As high-end computing resources become more readily available, granular dynamics simulations have become more sophisticated, treating particle collisions as finite-duration, multi-contact events with explicit friction forces between irregularly shaped grains subject to external forces, boundary conditions, and cohesion. It is imperative that such simulation methods be calibrated and validated at laboratory scales to give confidence in their application to other environments. Here I review our group’s approach to simulating granular dynamics in low gravity, with examples that include impacts into granular materials, vibration-induced segregation, landslides, models of samplers and landers, and, on larger scales, simulations of entire granular bodies (rubble piles) and planetary rings.
Derek Richardson is a Professor of Astronomy at the University of Maryland in College Park. He joined the Department of Astronomy in August 2000, after working at the University of Washington in Seattle as both a postdoctoral fellow and as a Research Assistant Professor.

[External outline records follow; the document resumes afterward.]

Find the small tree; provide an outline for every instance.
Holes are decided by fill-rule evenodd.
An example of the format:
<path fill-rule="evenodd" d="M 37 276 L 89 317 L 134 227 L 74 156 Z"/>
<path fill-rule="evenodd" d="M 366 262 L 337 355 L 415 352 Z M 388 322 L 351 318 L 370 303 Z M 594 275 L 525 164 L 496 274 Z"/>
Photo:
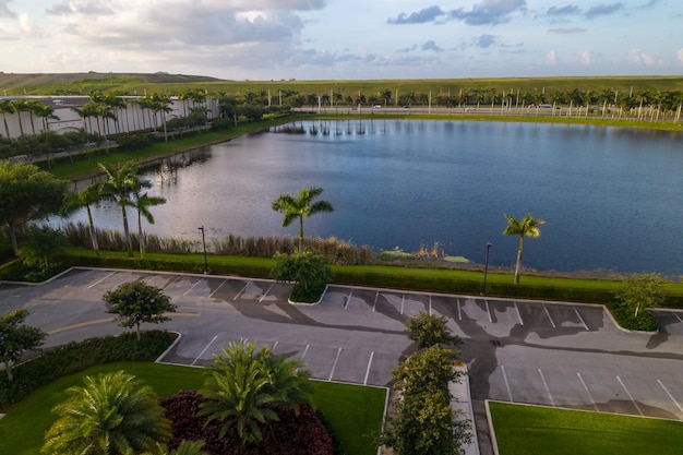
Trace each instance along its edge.
<path fill-rule="evenodd" d="M 140 324 L 170 321 L 164 313 L 176 312 L 176 306 L 161 289 L 143 282 L 124 283 L 103 296 L 107 313 L 118 314 L 122 327 L 135 327 L 140 339 Z"/>
<path fill-rule="evenodd" d="M 332 268 L 327 256 L 312 251 L 303 253 L 276 253 L 277 263 L 271 276 L 278 283 L 295 283 L 290 298 L 296 302 L 315 302 L 325 285 L 332 280 Z"/>
<path fill-rule="evenodd" d="M 10 382 L 14 380 L 12 364 L 25 350 L 35 349 L 45 340 L 45 332 L 23 324 L 28 314 L 28 310 L 20 309 L 0 316 L 0 361 L 4 363 Z"/>
<path fill-rule="evenodd" d="M 451 335 L 446 316 L 438 316 L 420 311 L 414 318 L 408 319 L 408 338 L 416 342 L 418 349 L 430 346 L 447 345 L 459 347 L 463 340 Z"/>
<path fill-rule="evenodd" d="M 633 310 L 634 318 L 647 308 L 659 307 L 664 299 L 664 280 L 657 274 L 631 275 L 615 292 L 616 300 Z"/>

He has a B.Sc. in Physics and Astronomy from the University of British Columbia and a Ph.D. in Astrophysics from the University of Cambridge. His research interests include computational astrophysics, planet formation, planetary ring dynamics, asteroid evolution, and granular dynamics. As a theorist, he is a faculty member of our department’s Center for Theory and Computation. He also serves as the contact person for the scientific cooperation agreement with Côte d’Azur Observatory. In 2002, Asteroid 12566 Derichardson was named in his honor.